The Asset Management Corporation of Nigeria, AMCON has said that it has recovered about 57% of the bad debts it took over from Nigerian banks five years ago, according to an article from Bloomberg.
“We’re a little bit behind, but not too far behind, what we expected,” Chief Executive Officer Mustafa Chike-Obi said in an interview in Lagos. “The courts are a constraining factor. As much as we want to carry a hammer, we still have to go through the court system and remain an institution that obeys the laws. That takes time.”
The state-owned agency, known as Amcon, managed to collect or reorganize the debt it bought at a rate of 1.07 times for what it paid for them, above its 80 percent target, he said. Modeled on organizations including Ireland’s National Asset Management Agency Ltd. and Korea Asset Management Corp., Amcon used bonds to bail out 10 lenders and buy more than 12,000 loans from industries including aviation, gasoline marketing and manufacturing for about 1.8 trillion naira ($9 billion).
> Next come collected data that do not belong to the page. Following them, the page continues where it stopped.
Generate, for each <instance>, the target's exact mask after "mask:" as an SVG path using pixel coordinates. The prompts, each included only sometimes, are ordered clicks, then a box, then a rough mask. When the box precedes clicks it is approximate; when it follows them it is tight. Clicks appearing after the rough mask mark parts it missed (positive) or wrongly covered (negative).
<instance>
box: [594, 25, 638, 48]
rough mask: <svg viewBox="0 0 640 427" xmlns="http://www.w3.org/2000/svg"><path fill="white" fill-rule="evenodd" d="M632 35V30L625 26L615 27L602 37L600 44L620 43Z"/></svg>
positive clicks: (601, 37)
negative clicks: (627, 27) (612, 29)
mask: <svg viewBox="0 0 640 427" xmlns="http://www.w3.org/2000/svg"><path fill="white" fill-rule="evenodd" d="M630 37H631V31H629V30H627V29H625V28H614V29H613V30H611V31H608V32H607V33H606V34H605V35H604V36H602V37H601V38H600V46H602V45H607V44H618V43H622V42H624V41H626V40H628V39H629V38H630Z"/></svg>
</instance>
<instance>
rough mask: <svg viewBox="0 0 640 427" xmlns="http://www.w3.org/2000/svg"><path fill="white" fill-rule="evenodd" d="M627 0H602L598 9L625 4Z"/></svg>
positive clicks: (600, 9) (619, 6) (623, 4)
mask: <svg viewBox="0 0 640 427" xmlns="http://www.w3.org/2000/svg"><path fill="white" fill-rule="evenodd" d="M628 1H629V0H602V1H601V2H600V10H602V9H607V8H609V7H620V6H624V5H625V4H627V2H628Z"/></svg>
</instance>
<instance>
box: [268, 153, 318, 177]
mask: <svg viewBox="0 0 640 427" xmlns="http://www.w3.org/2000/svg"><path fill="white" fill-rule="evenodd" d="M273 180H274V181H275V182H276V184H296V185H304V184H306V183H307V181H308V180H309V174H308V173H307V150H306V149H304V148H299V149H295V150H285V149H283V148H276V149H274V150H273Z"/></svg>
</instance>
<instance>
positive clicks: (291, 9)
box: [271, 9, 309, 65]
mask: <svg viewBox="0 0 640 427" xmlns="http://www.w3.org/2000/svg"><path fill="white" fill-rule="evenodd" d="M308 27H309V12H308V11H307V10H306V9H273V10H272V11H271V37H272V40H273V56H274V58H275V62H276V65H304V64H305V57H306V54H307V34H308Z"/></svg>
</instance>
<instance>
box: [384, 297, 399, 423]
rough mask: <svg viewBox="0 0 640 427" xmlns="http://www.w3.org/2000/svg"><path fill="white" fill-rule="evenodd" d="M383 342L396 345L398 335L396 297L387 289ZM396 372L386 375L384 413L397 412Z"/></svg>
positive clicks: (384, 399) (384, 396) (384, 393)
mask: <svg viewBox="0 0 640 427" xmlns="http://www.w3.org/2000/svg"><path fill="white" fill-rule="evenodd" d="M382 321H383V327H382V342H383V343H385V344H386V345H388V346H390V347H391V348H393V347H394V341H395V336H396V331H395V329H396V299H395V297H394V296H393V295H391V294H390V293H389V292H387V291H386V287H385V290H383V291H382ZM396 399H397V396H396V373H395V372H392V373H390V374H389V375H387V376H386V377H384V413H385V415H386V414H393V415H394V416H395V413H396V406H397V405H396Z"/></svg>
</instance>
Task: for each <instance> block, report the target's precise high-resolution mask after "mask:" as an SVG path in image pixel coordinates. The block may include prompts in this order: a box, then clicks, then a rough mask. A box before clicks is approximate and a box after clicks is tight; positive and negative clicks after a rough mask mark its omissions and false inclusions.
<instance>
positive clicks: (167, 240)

A clean up of the industry means Nigerian banks are better able to withstand shocks even as non-performing loans rise following the latest oil slump, Chike-Obi said. It is unlikely that lenders will be offered another bailout, he said. “If the central bank, whose decision it is mostly, did ask us, we’d have to think very seriously about it,” he said in an interview in Lagos this month. “But there’s not much appetite from the central bank, Amcon or the nation for this. Nobody wants it.”